First, it frayed the relationships between Leacock and his fellow NDP parliamentarians, whose elevation of Friday to Opposition Leader in Parliament clearly denied Leacock the opportunity to truly compete among the delegates for the leadership of the party. Second, it opened up Leacock to a series of attacks in both the electronic media and the radio from NDP supporters, unsettled by the hint that Leacock, or anyone else for that matter, might challenge NDP’s orthodoxies. And third, it has left Leacock feeling isolated within a party to which he has given more than 30 years devotion. In his own words, he had become a target of “friendly fire.”

Whether Leacock and his detractors with the NDP can repair this fractured relationship is something we do not know. But what we do know is barring an extraordinary circumstance, Dr Friday’s elevation to the leader of the NDP means that Major Leacock will never become Prime Minister of St Vincent and the Grenadines (SVG). Leacock has therefore been forced to contemplate a question clearly unimaginable just one month ago: what will be his political legacy in SVG?

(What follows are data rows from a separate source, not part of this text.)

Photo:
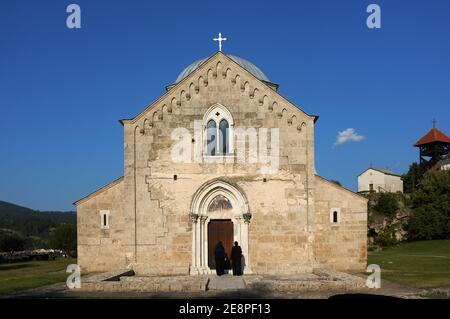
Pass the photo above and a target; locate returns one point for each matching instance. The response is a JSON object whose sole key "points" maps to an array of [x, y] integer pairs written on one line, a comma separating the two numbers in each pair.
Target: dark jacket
{"points": [[236, 253]]}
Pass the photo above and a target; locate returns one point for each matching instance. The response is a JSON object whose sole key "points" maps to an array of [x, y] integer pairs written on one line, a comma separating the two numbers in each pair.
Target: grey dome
{"points": [[250, 67]]}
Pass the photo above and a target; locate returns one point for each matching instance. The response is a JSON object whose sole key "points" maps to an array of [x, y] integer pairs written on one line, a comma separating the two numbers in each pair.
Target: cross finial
{"points": [[220, 39]]}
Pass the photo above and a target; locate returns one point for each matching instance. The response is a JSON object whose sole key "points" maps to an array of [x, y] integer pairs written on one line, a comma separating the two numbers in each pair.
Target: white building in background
{"points": [[379, 180]]}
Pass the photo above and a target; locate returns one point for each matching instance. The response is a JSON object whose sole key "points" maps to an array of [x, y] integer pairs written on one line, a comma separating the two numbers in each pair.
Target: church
{"points": [[246, 173]]}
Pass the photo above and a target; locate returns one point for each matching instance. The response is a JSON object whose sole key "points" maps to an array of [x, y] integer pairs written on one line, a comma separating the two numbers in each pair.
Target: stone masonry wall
{"points": [[341, 246]]}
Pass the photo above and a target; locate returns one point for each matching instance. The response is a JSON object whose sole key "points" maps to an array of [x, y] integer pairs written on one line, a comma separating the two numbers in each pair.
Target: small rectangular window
{"points": [[104, 219], [335, 215]]}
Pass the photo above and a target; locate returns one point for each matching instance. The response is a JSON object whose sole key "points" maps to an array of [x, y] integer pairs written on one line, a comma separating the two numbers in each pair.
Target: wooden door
{"points": [[219, 230]]}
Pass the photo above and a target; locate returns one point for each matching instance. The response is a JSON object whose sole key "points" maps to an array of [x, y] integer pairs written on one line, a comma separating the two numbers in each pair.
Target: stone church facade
{"points": [[164, 215]]}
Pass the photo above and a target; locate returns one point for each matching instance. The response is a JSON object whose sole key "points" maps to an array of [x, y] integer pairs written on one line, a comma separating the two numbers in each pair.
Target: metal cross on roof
{"points": [[220, 39]]}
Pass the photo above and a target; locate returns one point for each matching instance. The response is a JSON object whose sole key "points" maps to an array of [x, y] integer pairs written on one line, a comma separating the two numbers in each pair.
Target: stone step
{"points": [[225, 282]]}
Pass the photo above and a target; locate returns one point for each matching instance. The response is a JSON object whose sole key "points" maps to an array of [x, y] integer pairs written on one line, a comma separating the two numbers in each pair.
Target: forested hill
{"points": [[28, 222]]}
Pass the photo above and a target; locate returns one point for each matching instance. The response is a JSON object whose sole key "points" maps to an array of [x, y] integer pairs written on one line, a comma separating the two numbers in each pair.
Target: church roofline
{"points": [[98, 191], [183, 81], [384, 171], [341, 187]]}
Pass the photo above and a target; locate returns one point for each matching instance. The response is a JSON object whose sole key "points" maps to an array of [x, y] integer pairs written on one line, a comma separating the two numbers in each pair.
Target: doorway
{"points": [[219, 230]]}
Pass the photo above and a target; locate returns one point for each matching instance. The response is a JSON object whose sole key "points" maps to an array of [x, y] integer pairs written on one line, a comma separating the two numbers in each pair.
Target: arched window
{"points": [[218, 125], [211, 133], [223, 137], [219, 203]]}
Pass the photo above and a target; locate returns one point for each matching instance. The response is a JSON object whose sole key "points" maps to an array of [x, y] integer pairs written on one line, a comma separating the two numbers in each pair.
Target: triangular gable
{"points": [[198, 71]]}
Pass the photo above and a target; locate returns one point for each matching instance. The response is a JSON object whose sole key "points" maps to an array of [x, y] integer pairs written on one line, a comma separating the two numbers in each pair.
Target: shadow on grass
{"points": [[15, 266], [363, 296]]}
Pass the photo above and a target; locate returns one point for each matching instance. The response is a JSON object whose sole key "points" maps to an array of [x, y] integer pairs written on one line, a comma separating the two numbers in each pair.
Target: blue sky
{"points": [[62, 91]]}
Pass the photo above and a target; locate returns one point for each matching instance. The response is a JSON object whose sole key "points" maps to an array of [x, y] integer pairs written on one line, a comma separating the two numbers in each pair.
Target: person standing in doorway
{"points": [[236, 259], [219, 256]]}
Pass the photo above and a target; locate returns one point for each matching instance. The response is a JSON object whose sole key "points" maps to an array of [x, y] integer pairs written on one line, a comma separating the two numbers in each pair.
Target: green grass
{"points": [[32, 274], [424, 264]]}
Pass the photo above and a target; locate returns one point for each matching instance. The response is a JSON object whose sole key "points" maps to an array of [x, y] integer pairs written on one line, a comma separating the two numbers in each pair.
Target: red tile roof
{"points": [[433, 136]]}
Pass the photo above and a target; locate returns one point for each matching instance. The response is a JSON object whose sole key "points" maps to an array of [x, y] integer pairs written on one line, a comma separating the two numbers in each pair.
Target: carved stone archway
{"points": [[200, 217]]}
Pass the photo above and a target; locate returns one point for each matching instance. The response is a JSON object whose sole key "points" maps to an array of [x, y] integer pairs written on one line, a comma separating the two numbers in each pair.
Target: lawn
{"points": [[424, 264], [32, 274]]}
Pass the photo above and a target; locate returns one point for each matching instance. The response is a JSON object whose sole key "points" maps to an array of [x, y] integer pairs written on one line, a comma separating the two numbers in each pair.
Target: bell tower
{"points": [[433, 147]]}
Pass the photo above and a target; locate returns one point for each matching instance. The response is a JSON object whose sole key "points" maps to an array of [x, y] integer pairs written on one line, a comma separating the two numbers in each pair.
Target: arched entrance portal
{"points": [[219, 212]]}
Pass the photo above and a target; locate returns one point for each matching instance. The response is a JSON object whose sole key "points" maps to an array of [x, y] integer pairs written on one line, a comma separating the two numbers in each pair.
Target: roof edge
{"points": [[98, 191], [341, 187]]}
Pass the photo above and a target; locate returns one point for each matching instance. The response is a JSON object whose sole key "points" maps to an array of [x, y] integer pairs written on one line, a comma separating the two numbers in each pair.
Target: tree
{"points": [[412, 178], [430, 218], [387, 205], [64, 237]]}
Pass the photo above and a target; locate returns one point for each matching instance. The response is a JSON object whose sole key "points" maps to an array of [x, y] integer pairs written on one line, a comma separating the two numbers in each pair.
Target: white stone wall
{"points": [[379, 180], [154, 235]]}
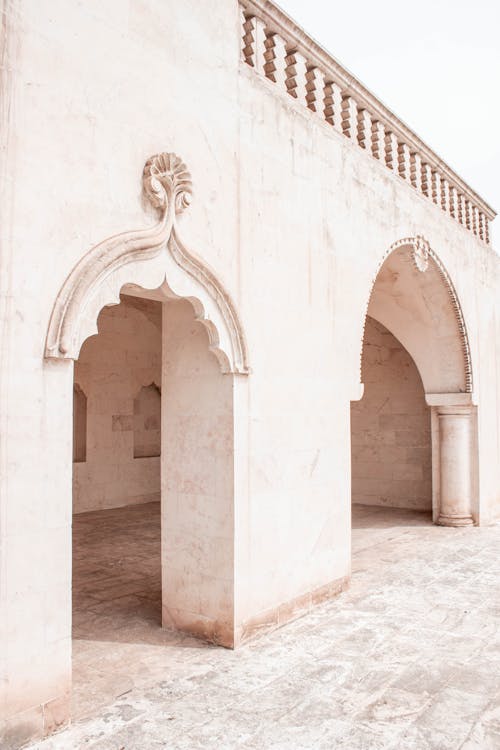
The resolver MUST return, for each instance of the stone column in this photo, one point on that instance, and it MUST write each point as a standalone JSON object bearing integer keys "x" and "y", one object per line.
{"x": 455, "y": 448}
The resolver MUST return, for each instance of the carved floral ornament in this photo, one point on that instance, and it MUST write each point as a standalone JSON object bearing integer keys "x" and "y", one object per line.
{"x": 143, "y": 256}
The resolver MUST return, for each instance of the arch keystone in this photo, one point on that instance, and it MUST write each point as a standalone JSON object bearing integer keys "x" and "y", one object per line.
{"x": 150, "y": 258}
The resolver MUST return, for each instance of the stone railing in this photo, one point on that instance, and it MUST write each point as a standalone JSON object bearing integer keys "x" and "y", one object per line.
{"x": 280, "y": 51}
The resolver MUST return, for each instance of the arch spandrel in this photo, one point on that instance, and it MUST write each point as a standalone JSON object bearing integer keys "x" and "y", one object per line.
{"x": 150, "y": 259}
{"x": 412, "y": 295}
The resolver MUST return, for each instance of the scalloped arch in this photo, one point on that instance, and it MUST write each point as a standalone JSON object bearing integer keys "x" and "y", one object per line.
{"x": 150, "y": 259}
{"x": 422, "y": 253}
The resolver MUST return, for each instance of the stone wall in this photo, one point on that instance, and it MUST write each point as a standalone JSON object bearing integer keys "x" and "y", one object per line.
{"x": 119, "y": 371}
{"x": 390, "y": 427}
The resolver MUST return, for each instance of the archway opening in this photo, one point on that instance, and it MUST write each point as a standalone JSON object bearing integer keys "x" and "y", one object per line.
{"x": 413, "y": 432}
{"x": 152, "y": 496}
{"x": 390, "y": 440}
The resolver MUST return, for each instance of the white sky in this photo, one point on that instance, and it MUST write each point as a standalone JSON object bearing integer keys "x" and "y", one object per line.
{"x": 435, "y": 63}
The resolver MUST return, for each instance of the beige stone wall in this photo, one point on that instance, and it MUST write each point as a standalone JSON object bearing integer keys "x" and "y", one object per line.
{"x": 115, "y": 371}
{"x": 390, "y": 427}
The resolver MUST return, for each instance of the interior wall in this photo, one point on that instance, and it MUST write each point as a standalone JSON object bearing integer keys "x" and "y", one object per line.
{"x": 390, "y": 427}
{"x": 119, "y": 371}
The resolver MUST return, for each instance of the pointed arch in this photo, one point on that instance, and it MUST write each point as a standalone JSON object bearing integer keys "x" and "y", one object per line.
{"x": 151, "y": 259}
{"x": 426, "y": 261}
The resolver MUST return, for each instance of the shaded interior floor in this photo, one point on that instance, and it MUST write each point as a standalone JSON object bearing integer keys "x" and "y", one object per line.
{"x": 118, "y": 642}
{"x": 117, "y": 606}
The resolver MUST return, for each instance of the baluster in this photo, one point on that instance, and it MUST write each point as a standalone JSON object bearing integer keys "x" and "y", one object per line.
{"x": 445, "y": 195}
{"x": 436, "y": 187}
{"x": 365, "y": 130}
{"x": 404, "y": 161}
{"x": 248, "y": 39}
{"x": 391, "y": 151}
{"x": 468, "y": 214}
{"x": 295, "y": 78}
{"x": 416, "y": 171}
{"x": 427, "y": 180}
{"x": 486, "y": 229}
{"x": 475, "y": 220}
{"x": 315, "y": 83}
{"x": 333, "y": 105}
{"x": 274, "y": 56}
{"x": 350, "y": 118}
{"x": 378, "y": 140}
{"x": 453, "y": 202}
{"x": 461, "y": 209}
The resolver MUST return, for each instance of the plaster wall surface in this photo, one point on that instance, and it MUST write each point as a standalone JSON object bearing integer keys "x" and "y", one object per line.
{"x": 197, "y": 482}
{"x": 390, "y": 427}
{"x": 113, "y": 369}
{"x": 293, "y": 218}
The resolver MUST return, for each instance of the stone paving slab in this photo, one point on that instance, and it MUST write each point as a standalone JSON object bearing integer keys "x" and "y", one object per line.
{"x": 408, "y": 658}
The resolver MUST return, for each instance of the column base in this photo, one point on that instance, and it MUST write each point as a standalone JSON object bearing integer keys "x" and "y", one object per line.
{"x": 457, "y": 521}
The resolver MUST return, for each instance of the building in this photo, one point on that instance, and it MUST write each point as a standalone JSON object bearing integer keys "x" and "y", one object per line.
{"x": 224, "y": 261}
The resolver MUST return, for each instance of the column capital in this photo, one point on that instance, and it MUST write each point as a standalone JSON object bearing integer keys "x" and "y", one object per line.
{"x": 446, "y": 400}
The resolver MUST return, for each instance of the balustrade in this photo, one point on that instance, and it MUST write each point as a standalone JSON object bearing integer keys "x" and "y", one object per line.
{"x": 282, "y": 53}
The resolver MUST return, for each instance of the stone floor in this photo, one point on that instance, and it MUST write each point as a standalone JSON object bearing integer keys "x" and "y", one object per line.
{"x": 408, "y": 658}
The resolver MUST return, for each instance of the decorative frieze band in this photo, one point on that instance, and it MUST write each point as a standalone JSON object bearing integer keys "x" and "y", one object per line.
{"x": 280, "y": 51}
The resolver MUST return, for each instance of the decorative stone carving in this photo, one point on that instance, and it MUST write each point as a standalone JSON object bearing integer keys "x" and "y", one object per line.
{"x": 420, "y": 253}
{"x": 97, "y": 279}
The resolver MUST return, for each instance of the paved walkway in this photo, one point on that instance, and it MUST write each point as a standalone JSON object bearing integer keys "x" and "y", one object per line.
{"x": 408, "y": 658}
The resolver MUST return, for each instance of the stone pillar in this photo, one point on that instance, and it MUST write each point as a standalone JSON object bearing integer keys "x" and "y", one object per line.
{"x": 455, "y": 449}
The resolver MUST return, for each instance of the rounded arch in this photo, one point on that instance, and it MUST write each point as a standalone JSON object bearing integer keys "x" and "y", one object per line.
{"x": 153, "y": 259}
{"x": 413, "y": 296}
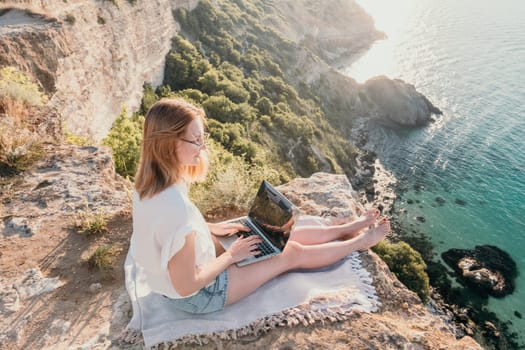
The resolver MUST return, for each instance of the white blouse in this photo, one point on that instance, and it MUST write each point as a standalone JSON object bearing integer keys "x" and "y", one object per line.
{"x": 160, "y": 227}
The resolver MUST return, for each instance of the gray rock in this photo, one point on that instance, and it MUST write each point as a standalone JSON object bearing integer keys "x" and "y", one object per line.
{"x": 398, "y": 102}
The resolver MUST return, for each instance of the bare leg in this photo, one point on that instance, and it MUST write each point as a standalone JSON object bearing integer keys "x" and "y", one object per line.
{"x": 321, "y": 234}
{"x": 245, "y": 280}
{"x": 218, "y": 247}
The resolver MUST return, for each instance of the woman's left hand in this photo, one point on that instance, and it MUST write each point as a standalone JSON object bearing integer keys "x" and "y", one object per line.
{"x": 227, "y": 228}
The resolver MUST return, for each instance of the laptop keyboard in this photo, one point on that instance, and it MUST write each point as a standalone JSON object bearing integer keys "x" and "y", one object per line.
{"x": 264, "y": 247}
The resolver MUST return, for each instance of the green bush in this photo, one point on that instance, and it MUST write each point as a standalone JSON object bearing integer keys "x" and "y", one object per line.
{"x": 407, "y": 264}
{"x": 231, "y": 182}
{"x": 125, "y": 139}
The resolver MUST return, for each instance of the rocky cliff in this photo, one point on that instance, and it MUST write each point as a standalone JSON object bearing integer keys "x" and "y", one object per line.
{"x": 92, "y": 57}
{"x": 51, "y": 298}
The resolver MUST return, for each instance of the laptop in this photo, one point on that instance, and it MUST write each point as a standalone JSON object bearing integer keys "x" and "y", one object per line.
{"x": 272, "y": 217}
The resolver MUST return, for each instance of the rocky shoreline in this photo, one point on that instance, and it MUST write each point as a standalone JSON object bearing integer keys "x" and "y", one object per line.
{"x": 378, "y": 187}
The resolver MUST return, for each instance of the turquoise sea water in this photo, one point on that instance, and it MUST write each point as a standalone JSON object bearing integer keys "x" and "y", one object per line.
{"x": 468, "y": 57}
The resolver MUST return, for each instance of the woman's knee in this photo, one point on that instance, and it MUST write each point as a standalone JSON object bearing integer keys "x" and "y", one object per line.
{"x": 294, "y": 252}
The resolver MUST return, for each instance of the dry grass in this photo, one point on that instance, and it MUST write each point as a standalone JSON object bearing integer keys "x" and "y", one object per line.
{"x": 104, "y": 258}
{"x": 89, "y": 222}
{"x": 19, "y": 145}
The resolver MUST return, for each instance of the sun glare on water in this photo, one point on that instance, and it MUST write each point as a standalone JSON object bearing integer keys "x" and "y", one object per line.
{"x": 391, "y": 18}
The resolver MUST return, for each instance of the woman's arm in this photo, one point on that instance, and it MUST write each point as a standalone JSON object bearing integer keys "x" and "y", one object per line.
{"x": 227, "y": 228}
{"x": 186, "y": 278}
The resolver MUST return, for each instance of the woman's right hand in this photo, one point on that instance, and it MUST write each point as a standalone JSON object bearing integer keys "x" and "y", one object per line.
{"x": 244, "y": 247}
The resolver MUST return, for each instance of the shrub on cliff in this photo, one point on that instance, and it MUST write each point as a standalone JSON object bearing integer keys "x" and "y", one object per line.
{"x": 231, "y": 183}
{"x": 125, "y": 138}
{"x": 16, "y": 86}
{"x": 407, "y": 264}
{"x": 20, "y": 146}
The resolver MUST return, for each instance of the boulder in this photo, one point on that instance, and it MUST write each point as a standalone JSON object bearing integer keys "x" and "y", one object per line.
{"x": 398, "y": 102}
{"x": 486, "y": 269}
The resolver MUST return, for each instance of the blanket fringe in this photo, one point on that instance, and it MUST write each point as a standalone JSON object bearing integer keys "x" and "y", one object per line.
{"x": 336, "y": 307}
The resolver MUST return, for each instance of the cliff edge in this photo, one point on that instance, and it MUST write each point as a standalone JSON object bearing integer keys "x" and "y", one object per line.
{"x": 52, "y": 298}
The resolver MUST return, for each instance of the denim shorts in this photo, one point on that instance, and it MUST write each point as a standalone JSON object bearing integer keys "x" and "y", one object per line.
{"x": 209, "y": 299}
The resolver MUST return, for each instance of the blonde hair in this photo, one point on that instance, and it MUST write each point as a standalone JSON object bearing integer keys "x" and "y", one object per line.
{"x": 159, "y": 166}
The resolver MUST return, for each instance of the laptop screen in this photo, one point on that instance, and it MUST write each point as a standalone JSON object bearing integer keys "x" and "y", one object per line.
{"x": 273, "y": 213}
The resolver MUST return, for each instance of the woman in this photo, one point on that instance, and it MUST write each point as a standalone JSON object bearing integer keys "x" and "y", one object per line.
{"x": 176, "y": 248}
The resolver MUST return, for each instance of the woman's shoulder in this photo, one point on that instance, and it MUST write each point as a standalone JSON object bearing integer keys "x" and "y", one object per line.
{"x": 175, "y": 195}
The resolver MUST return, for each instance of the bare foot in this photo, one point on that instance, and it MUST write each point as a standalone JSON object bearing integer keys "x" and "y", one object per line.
{"x": 366, "y": 220}
{"x": 374, "y": 235}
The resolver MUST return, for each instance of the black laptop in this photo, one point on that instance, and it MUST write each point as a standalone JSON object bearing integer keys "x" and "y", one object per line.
{"x": 272, "y": 217}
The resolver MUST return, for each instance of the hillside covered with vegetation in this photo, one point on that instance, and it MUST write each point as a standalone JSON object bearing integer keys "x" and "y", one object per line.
{"x": 226, "y": 61}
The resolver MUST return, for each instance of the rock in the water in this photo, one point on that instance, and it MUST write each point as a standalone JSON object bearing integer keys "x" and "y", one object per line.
{"x": 487, "y": 269}
{"x": 399, "y": 102}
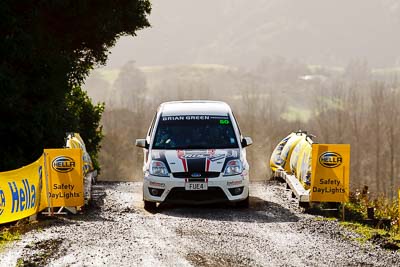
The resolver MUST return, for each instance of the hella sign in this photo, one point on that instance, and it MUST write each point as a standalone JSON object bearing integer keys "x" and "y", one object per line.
{"x": 63, "y": 164}
{"x": 330, "y": 159}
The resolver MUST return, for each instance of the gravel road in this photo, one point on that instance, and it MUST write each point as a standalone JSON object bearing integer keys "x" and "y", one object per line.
{"x": 117, "y": 231}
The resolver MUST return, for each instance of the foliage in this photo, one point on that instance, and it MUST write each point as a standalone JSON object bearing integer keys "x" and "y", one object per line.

There are, in fact, two paths available. As a battle tested political veteran, as the NDP’s current vice-president, and as the NDP’s strongest politician on mainland St Vincent, he can continue to toil as a loyal soldier in Friday’s army, much as he has previously done for Sir James Mitchell and Arnhim Eustace. Although he cannot guarantee re-election to his constituency in 2020, he will enter that election as favourite to retain his seat. In short, he can continue on the current course that has defined his political life: a successful opposition politician with a high probability of winning his seat, but with no guarantee whatsoever of serving his constituents as a minister of government.

Leacock crossing the floor to join the ULP would be a historic decision, the like of which has not been seen in SVG for nearly 40 years. The knife edge ULP’s 8-7 advantage in Parliament would be immediately transformed into a yawning 9-6 advantage. It would return Kingstown to its historic role of having a powerful voice sitting in Cabinet attending to the needs of our capital city. And given Leacock’s age, it would crown his career by giving him the opportunity to establish a governing legacy in any number of portfolios consistent with his experience, expertise, and above all, his enthusiasm for engaging in Vincentian public life before he leaves the political stage.

If he chooses this path, he will pay a price. Friendly fire would become enemy fire. Some of his constituents would feel betrayed. Some within the ULP would reject him. After all, for more than a decade, he has played a powerful role in challenging ULP governance of SVG. Still, the choice which Leacock now faces is one few Vincentians have ever had to face: political history, or political obscurity. To be or not to be, that is the question.